La Lanterne magique/35

La bibliothèque libre.
Petites Études : La Lanterne magique
G. Charpentier, éditeur (p. 56-57).
◄  XXXIV.
XXXVI.  ►
Troisième douzaine

XXXV. — COLÈRE

Après avoir battu comme plâtre sa pauvre petite nièce Brigitte, après l’avoir mordue, égratignée, et lui avoir meurtri le visage à coups de poing et lui avoir arraché des poignées de cheveux, la bonne madame Lalouette a jeté par terre l’enfant maigre et émaciée, et maintenant elle lui piétine sur le corps, sans lui arracher un cri ni une plainte. Enfin cette bourrelle s’arrête, non rassasiée mais un peu lasse, et l’enfant se relève, avec une incroyable expression de résolution et de force.
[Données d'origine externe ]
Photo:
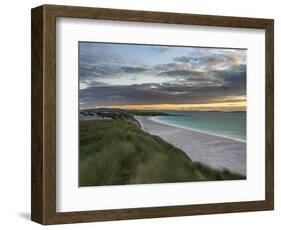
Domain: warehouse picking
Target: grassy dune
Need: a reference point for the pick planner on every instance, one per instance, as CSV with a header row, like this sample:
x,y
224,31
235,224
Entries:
x,y
116,152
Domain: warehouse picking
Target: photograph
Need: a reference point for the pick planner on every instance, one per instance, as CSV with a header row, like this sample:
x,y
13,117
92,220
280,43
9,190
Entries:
x,y
161,114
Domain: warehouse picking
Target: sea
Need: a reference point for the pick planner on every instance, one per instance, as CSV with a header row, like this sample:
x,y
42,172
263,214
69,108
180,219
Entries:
x,y
225,124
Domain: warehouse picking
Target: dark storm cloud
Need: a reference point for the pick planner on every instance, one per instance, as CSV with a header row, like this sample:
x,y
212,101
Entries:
x,y
232,84
129,69
198,77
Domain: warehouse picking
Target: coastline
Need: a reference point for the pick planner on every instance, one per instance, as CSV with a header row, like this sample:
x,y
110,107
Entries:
x,y
195,130
213,150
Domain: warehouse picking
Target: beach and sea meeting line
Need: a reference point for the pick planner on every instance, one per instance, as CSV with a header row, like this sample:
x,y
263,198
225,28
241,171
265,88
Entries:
x,y
161,114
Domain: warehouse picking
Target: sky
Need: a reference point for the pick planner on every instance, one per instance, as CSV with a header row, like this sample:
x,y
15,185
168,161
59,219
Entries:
x,y
155,77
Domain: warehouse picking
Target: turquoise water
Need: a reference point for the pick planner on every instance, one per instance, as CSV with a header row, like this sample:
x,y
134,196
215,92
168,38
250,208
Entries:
x,y
226,124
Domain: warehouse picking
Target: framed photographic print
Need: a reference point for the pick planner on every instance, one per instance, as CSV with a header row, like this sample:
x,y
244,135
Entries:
x,y
148,114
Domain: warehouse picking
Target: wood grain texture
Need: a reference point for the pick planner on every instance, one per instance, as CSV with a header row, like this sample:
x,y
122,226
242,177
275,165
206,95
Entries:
x,y
44,114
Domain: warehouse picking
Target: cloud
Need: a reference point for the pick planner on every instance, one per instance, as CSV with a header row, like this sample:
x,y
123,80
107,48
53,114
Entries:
x,y
129,69
111,77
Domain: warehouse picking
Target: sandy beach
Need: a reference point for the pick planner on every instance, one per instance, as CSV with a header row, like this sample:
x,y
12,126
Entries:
x,y
217,152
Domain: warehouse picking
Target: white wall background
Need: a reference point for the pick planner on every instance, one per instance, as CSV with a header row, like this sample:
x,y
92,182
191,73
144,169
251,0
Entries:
x,y
15,114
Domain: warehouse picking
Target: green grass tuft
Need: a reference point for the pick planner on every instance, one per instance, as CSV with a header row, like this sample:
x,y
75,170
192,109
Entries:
x,y
115,152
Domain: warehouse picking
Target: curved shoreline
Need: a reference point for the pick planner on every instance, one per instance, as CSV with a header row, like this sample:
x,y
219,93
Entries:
x,y
214,151
195,130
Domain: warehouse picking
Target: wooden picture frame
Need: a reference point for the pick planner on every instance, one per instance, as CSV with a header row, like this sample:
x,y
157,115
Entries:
x,y
43,208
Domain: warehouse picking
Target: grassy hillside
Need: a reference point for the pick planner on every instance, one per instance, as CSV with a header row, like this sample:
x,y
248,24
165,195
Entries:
x,y
116,152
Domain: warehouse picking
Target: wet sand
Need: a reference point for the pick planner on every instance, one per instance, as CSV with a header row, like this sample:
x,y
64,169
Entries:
x,y
214,151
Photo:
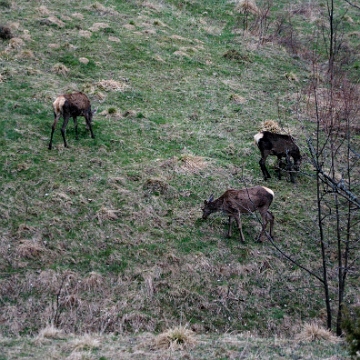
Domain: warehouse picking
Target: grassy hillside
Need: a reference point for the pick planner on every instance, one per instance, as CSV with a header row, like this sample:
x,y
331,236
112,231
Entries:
x,y
106,236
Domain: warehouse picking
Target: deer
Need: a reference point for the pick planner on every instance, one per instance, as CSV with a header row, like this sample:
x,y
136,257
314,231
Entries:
x,y
72,105
282,146
235,202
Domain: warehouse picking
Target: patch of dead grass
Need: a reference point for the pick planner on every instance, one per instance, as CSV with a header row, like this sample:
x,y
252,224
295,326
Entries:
x,y
313,332
99,26
49,332
112,85
60,69
56,21
178,338
85,342
30,249
192,164
270,125
107,214
85,33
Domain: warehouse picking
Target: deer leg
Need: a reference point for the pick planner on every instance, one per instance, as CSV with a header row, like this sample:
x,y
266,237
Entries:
x,y
63,128
88,125
270,218
281,167
76,128
264,169
238,222
56,119
229,229
289,167
266,216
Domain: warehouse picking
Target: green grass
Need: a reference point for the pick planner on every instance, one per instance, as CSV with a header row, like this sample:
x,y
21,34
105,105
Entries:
x,y
126,204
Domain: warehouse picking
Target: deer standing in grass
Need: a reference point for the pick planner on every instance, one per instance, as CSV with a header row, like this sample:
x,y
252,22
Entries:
x,y
282,146
248,200
71,105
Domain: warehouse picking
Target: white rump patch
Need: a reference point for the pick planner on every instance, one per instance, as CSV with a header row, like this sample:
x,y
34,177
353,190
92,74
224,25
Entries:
x,y
58,104
257,137
268,190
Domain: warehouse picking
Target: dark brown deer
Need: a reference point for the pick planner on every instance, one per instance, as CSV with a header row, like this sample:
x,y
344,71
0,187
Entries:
x,y
235,202
282,146
71,105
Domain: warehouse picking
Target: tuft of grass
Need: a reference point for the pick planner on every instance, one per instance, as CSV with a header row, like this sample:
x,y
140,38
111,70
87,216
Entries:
x,y
178,338
315,332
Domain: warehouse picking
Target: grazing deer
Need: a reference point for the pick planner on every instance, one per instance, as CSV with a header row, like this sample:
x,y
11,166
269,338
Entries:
x,y
281,146
71,105
235,202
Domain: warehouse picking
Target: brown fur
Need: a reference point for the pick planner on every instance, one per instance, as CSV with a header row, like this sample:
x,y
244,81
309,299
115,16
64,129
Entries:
x,y
282,146
235,202
5,32
71,105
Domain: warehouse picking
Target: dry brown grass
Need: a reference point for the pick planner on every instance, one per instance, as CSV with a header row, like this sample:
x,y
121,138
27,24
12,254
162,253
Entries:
x,y
99,26
85,342
313,332
30,249
60,69
178,338
107,214
85,33
49,332
191,164
247,6
112,85
270,125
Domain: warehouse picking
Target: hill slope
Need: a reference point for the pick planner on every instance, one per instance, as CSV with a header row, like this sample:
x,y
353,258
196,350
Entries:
x,y
106,236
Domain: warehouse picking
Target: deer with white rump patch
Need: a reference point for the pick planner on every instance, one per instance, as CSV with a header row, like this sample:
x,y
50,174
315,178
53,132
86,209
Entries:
x,y
281,146
236,202
71,105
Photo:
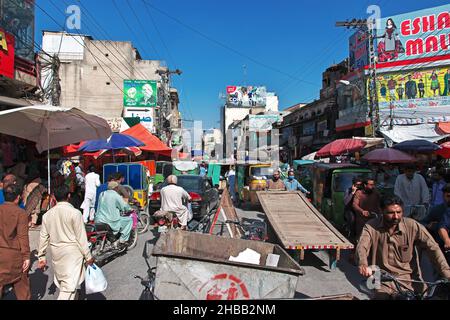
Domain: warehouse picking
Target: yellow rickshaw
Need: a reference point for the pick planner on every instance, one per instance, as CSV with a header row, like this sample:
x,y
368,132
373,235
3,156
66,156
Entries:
x,y
251,178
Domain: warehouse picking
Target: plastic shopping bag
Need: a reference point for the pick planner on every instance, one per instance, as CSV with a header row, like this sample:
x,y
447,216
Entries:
x,y
95,280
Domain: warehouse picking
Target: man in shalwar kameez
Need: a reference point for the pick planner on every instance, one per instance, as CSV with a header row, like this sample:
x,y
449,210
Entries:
x,y
110,205
64,231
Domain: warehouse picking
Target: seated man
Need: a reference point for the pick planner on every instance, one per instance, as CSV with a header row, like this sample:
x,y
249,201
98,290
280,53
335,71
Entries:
x,y
444,228
390,241
110,205
292,184
437,214
172,197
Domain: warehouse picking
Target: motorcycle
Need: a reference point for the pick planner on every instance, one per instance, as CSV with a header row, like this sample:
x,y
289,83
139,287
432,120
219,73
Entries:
x,y
102,240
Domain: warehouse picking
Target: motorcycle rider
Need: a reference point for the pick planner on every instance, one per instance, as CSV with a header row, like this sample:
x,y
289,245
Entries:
x,y
110,205
389,242
172,197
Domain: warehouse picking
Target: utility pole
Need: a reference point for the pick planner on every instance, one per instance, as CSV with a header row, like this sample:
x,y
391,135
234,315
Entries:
x,y
368,27
165,109
56,85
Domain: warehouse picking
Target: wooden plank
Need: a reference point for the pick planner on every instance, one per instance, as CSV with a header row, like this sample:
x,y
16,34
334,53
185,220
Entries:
x,y
297,222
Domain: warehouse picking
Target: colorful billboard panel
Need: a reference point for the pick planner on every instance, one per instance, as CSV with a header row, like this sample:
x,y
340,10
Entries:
x,y
6,54
414,35
140,93
17,18
246,96
359,50
429,85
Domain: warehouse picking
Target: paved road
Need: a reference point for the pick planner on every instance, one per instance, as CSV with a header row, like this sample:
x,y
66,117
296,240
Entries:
x,y
317,281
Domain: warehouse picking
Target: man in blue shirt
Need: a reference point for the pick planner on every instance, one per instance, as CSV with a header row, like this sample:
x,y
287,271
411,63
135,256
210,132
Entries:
x,y
444,228
9,179
293,185
437,214
437,195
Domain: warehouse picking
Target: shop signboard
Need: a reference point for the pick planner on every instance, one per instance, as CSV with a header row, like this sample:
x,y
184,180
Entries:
x,y
247,97
140,93
263,122
146,116
6,54
416,35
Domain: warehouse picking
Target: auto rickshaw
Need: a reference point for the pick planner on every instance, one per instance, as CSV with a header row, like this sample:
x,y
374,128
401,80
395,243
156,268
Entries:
x,y
303,173
330,182
185,167
136,176
251,178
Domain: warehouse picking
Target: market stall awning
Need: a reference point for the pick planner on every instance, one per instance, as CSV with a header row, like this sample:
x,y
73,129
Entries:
x,y
443,127
151,143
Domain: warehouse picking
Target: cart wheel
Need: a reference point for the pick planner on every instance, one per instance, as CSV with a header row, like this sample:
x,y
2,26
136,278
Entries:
x,y
133,239
143,222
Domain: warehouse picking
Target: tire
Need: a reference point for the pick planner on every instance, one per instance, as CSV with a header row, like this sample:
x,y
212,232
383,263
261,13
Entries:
x,y
133,239
143,222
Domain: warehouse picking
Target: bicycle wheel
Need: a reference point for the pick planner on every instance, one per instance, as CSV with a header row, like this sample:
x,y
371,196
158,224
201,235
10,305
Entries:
x,y
143,222
133,239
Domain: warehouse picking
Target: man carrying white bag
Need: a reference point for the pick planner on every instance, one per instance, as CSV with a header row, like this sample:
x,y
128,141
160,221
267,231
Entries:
x,y
95,280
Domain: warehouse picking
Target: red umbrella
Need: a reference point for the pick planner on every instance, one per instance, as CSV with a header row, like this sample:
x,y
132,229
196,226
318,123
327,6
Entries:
x,y
388,156
340,147
445,151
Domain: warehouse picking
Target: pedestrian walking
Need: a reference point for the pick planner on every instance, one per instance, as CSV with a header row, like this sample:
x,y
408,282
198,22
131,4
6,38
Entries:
x,y
14,245
64,231
412,189
92,182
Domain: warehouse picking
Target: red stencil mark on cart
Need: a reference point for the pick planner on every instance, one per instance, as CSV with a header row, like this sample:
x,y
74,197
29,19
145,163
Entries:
x,y
225,287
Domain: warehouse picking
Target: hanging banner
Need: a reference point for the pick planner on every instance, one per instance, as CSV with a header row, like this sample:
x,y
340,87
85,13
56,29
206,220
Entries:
x,y
140,93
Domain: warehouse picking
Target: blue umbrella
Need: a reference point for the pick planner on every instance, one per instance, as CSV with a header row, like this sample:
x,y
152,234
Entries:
x,y
418,146
116,142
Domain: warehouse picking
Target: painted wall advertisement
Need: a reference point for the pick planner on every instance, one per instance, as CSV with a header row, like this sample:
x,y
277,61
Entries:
x,y
420,34
262,122
6,54
140,93
17,18
246,96
359,50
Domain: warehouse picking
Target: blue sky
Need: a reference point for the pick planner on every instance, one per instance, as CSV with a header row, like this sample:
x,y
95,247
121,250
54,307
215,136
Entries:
x,y
289,42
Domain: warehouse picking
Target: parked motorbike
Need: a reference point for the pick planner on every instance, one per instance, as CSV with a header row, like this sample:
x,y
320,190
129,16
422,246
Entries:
x,y
103,241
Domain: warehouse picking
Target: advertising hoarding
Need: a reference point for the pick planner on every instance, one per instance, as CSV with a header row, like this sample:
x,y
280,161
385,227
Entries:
x,y
6,54
17,18
146,116
140,93
262,122
419,87
359,50
419,34
246,96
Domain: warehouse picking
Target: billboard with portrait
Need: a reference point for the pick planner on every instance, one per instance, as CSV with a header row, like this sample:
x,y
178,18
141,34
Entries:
x,y
419,34
17,18
419,87
359,50
6,54
246,96
140,93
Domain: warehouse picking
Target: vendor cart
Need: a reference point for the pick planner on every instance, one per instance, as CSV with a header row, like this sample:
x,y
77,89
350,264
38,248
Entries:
x,y
192,266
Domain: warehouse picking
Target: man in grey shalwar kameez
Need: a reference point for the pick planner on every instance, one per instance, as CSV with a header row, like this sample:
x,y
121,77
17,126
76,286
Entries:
x,y
64,231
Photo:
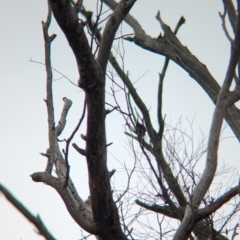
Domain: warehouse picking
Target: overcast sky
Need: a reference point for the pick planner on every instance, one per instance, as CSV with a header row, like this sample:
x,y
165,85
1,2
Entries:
x,y
23,128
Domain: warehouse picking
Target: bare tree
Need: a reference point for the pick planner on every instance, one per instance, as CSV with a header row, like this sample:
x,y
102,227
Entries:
x,y
178,191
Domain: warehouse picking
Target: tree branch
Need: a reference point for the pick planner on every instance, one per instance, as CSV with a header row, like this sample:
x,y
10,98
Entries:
x,y
36,220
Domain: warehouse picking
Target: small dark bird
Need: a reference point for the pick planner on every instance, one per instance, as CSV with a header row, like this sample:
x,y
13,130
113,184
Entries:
x,y
140,129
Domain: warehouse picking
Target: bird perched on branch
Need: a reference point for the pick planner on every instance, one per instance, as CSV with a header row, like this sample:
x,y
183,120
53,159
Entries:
x,y
140,129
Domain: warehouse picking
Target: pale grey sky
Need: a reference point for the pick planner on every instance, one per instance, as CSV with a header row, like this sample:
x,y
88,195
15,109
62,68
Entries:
x,y
23,129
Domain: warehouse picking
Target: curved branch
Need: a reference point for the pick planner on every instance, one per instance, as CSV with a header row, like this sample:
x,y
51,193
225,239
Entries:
x,y
205,212
78,209
165,209
36,220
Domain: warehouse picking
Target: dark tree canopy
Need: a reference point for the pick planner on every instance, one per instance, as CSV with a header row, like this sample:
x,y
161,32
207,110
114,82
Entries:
x,y
170,187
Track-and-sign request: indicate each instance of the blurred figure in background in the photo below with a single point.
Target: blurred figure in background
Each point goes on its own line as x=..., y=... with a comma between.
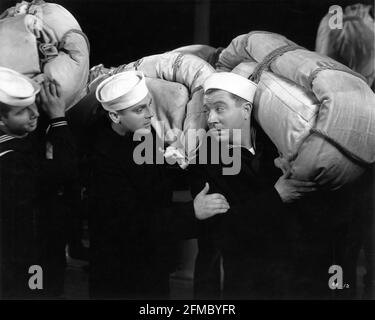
x=36, y=163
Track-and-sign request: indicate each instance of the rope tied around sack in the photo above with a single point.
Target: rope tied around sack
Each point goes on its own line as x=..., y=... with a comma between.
x=323, y=65
x=343, y=150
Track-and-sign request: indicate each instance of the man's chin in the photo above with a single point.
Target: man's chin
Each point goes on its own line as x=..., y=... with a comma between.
x=144, y=130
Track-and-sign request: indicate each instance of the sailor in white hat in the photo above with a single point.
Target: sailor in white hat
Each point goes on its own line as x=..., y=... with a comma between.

— « Alors, tu ne veux pas ? dit la vieille. Un homme d’âge, très propre, qui nous donnerait de l’acajou, une pendule et tout. Tu l’extermines, tu passes les nuits, et à peine si j’ai mon tabac à la fève et mon pauvre café au lait. Alors, qu’est-ce que tu veux ?

— Je veux, dit Brigitte, travailler et rester, honnête.

— Honnête ! honnête ! hurle la vieille, ivre de rage. Décidément je n’ai pas de chance : il n’y en a qu’une, et ça tombe sur moi ! Voyons, veux-tu ?

— Jamais !

— Ah ! jamais ! vocifère madame Lalouette, devenue cramoisie. Et saisissant un pot égueulé qu’elle brandit, et finalement brise en morceaux sur le dos maigre de la petite victime :

— « Salope ! » dit-elle.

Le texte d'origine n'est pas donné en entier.